20        let memPointer := mload(0x40)
21
22        // Write the abi-encoded calldata into memory, beginning with the function selector.
23        mstore(0, 0xa9059cbb00000000000000000000000000000000000000000000000000000000)
24        // Append arguments. Addresses are assumed clean. Transfer will fail otherwise.
25        mstore(0x4, to)
26        mstore(0x24, amount) // Append the "amount" argument.
27
28        // we have used up to 0x44 at this point
29
30        // fail if reverted; only allocate 32 bytes for return to ensure we
31        // only use mem slot 0
32        success := call(gas(), token, 0, 0, 68, 0, 32)
33        // handle transfers that return 1/true
34        let returnedOne := and(eq(mload(0), 1), gt(returndatasize(), 31))
35        // handle transfers that return nothing
36        let noReturn := iszero(returndatasize())
37        // good if didn't revert and the return is either empty or true
38        success := and(success, or(returnedOne, noReturn))
39
40        // to make the function call data, we used memory slots from:
41        // 0x0 - 0x44
42        //
43        // memory safety requires we consider:
44        // 0x0 - 0x40 is scratch space that we are free to use and leave in any state
45        // 0x40 - 0x60 is the mempointer which we restore here
46        mstore(0x40, memPointer) // Restore the memPointer.
47    }
48
49    unchecked {
50        if (!success) revert TransferFailed(token, to, amount);
51    }
52}

Recommendation:

We advise the code to make proper use of the free memory pointer updating it after the assembly block concludes, and to avoid utilizing the memory scratch space as well as preconfigured slots in the memory layout of Solidity.

Alleviation (175f8c39b1):

The code will now utilize the free memory pointer to store the ABI encoded call-data in memory, however, the data location of the free memory pointer is not properly updated once the function concludes.

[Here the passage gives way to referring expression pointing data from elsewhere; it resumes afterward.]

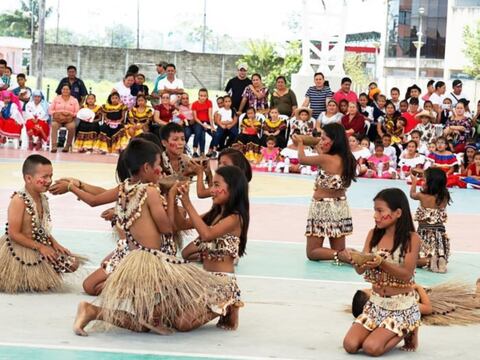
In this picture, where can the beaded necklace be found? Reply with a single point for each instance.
(40, 226)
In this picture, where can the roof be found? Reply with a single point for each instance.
(20, 43)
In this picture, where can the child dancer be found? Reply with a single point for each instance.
(431, 216)
(139, 117)
(112, 138)
(88, 129)
(30, 258)
(223, 233)
(392, 312)
(36, 116)
(329, 213)
(150, 289)
(451, 303)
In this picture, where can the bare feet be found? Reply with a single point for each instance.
(85, 314)
(229, 321)
(411, 341)
(157, 329)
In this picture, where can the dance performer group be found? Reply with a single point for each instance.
(143, 286)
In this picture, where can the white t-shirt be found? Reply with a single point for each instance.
(437, 99)
(362, 154)
(226, 116)
(323, 119)
(171, 85)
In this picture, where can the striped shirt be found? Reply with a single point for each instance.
(318, 99)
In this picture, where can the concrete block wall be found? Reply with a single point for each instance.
(104, 63)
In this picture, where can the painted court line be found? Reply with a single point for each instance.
(134, 352)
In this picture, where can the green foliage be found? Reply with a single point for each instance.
(355, 69)
(471, 37)
(18, 23)
(265, 60)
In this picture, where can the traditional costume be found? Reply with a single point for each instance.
(248, 141)
(435, 243)
(112, 138)
(88, 128)
(329, 217)
(151, 285)
(23, 269)
(11, 119)
(37, 117)
(135, 117)
(398, 313)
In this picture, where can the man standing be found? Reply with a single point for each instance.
(237, 85)
(170, 84)
(345, 92)
(457, 93)
(78, 89)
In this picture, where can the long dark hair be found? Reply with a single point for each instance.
(436, 185)
(396, 199)
(137, 153)
(239, 160)
(237, 204)
(340, 146)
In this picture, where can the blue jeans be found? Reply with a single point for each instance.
(199, 140)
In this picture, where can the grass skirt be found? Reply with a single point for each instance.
(329, 217)
(225, 295)
(16, 277)
(157, 289)
(399, 314)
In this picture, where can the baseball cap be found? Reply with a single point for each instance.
(456, 82)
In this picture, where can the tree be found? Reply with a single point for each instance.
(265, 60)
(471, 37)
(355, 69)
(119, 35)
(18, 23)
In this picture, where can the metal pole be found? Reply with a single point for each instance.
(204, 24)
(58, 21)
(138, 24)
(41, 42)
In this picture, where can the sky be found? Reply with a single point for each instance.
(241, 19)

For more details on how to properly maintain the free memory pointer, we advise the relevant Solidity documentation to be consulted.

Alleviation (23cf815e61):

After extensive discussion and research on the topic in collaboration with the Maverick Protocol team, we concluded that both the original and the latest approach are correct and in adherence to the memory model of Solidity.

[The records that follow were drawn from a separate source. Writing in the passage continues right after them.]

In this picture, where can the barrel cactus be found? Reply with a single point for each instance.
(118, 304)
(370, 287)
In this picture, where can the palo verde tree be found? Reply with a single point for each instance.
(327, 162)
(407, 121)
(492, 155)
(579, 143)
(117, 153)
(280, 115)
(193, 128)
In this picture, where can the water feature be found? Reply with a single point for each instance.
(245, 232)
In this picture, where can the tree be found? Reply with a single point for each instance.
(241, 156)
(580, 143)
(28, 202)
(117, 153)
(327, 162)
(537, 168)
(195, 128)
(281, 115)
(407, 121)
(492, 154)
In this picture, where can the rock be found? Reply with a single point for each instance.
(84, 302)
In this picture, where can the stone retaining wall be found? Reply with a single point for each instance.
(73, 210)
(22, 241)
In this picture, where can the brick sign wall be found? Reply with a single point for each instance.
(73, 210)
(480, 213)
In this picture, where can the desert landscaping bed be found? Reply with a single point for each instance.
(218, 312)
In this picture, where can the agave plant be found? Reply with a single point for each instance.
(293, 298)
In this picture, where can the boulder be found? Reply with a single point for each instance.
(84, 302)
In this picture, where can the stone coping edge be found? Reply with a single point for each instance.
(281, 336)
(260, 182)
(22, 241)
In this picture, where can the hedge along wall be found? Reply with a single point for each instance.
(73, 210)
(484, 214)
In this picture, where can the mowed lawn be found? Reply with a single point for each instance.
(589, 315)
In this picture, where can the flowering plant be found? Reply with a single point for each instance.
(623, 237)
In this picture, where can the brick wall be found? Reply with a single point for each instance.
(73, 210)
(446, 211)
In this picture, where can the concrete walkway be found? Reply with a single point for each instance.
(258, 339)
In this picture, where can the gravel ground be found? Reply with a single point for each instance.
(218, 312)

In detail, the Solidity documentation outlines that memory beyond the free memory pointer can be utilized as scratch space freely and the original implementation properly restored the free memory pointer at the 0x40 data slot.

As the original exhibit was invalid and the latest implementation is secure, we consider this exhibit to be nullified.

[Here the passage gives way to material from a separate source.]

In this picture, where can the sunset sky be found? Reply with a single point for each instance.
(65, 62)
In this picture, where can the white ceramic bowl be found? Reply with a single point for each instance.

TLB-02M: Inexistent Masking of Input Arguments

Type	Severity	Location
Language Specific		TransferLib.sol:L25, L67, L68

Description:

The referenced assembly statements will utilize address based input arguments that are not masked to erase their dirty bits. Per the Solidity documentation's security considerations section, data types that occupy less than 32 bytes may have dirty higher order bits that should be cleared when using assembly blocks.

Impact:

The present functions of the contract are not susceptible to such higher-order corruption due to properly storing a single argument per 32-byte slot, however, we still consider this a best practice recommendation to avoid potential compiler-level complications.

Example:

Copy
22// Write the abi-encoded calldata into memory, beginning with the function selector.
23mstore(0, 0xa9059cbb00000000000000000000000000000000000000000000000000000000)
24// Append arguments. Addresses are assumed clean. Transfer will fail otherwise.
25mstore(0x4, to)
26mstore(0x24, amount) // Append the "amount" argument.

Recommendation:

We advise a bit masking operation to be performed for each argument, ensuring that the address arguments do not contain any corrupt higher-order bits.

Alleviation (175f8c39b19df69134add3aa8a2a042ce3047763):

The Maverick Protocol team evaluated this exhibit and clarified that bit masking the input address values would incur unnecessary gas overhead as the relevant function calls would fail with incorrect arguments.

As such, we consider this exhibit safely acknowledged.